It was assumed that shrinkage causes normal strains only (i.e., no shear strain). If the isotropy of materials is kept unchanged and Poisson’s ratio is uniform in whole time steps, then the creep function matrix \([J(t_{i} ,t_{j} )]\) can be obtained by the inverse matrix of the stress–strain constitutive matrix of the plane stress elements (Bazant and Wittmann 1982).

$$[J(t_{i} ,t_{j} )] = J(t_{i} ,t_{j} )\left[ {\begin{array}{*{20}c} 1 & { - v} & 0 \\ { - v} & 1 & 0 \\ 0 & 0 & {2(1 + v)} \\ \end{array} } \right]$$
(8)

where \(v\) is the Poisson’s ratio of concrete.

The increment of the total strain \((\Delta \varepsilon )_{i}\) on the left-hand side of Eqs. (3) and (4) denotes the strain change of concrete rather than that of reinforced concrete. The incremental strain is therefore converted to an equivalent nodal load that can be used in the finite element analysis to obtain the strain change of the reinforced concrete members, which are internally and externally restrained by the reinforcing bars and other connected members such as outriggers.
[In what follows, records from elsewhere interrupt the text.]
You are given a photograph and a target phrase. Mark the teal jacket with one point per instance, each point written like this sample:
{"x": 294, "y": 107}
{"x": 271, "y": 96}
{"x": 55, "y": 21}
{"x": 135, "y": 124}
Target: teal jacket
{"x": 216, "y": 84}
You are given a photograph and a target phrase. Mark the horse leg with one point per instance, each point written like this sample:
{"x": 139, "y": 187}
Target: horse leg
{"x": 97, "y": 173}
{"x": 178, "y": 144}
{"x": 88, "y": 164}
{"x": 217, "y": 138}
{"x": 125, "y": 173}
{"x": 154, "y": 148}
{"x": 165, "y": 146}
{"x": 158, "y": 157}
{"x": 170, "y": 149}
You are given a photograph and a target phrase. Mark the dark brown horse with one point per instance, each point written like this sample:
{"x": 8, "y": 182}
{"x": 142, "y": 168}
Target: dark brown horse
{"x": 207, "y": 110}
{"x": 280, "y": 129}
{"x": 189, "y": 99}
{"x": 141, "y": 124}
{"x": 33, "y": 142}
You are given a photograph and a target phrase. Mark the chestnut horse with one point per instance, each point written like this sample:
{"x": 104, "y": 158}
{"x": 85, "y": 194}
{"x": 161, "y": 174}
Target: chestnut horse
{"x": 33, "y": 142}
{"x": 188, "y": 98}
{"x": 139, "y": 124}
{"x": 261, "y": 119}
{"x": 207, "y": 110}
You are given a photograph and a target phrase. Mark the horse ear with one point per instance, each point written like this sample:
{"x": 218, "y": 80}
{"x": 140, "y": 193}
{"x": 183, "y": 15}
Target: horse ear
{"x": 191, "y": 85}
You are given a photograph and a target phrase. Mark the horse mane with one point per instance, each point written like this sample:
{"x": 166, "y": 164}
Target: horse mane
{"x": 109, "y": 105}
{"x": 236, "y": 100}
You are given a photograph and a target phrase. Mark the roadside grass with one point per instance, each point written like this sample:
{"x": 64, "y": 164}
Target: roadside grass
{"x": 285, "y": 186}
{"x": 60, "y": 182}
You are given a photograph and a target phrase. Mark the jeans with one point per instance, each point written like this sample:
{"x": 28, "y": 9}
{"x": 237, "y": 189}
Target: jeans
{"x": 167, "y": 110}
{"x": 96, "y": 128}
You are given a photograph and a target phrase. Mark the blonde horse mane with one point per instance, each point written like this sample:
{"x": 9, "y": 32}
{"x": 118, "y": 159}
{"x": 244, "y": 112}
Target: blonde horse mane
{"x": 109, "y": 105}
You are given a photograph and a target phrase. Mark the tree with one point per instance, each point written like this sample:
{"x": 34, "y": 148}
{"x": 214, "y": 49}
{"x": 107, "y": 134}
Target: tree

The internal restraint due to the reinforcing bars is represented by the area and second moment of the transformed section that is used for calculating the stiffness matrix of the beam element (Kim 2013). For the wall element, the internal restraint of vertical reinforcing bars was considered by adding truss elements, and the effect of horizontal reinforcing bars was neglected because the horizontal reinforcing bars have no significant effect on vertical displacement. The stiffness matrix of the plane stress elements can be obtained by 2 by 2 Gauss quadrature; however, the stress and the strain vectors are calculated at the center of the elements for efficiency.

The shortening of each column or wall at the end of the i-th interval \(\left\{ {\text{u}} \right\}_{i}\), which is the sum of the change in the vertical displacement until the i-th interval, is given by

$$\left\{ u \right\}_{i} = \sum\limits_{j = 1}^{i} {\left\{ {\Delta u} \right\}_{j} }$$
(9)

where \(\left\{ {\Delta u} \right\}_{j}\) is the increment in the vertical displacement at the j-th interval.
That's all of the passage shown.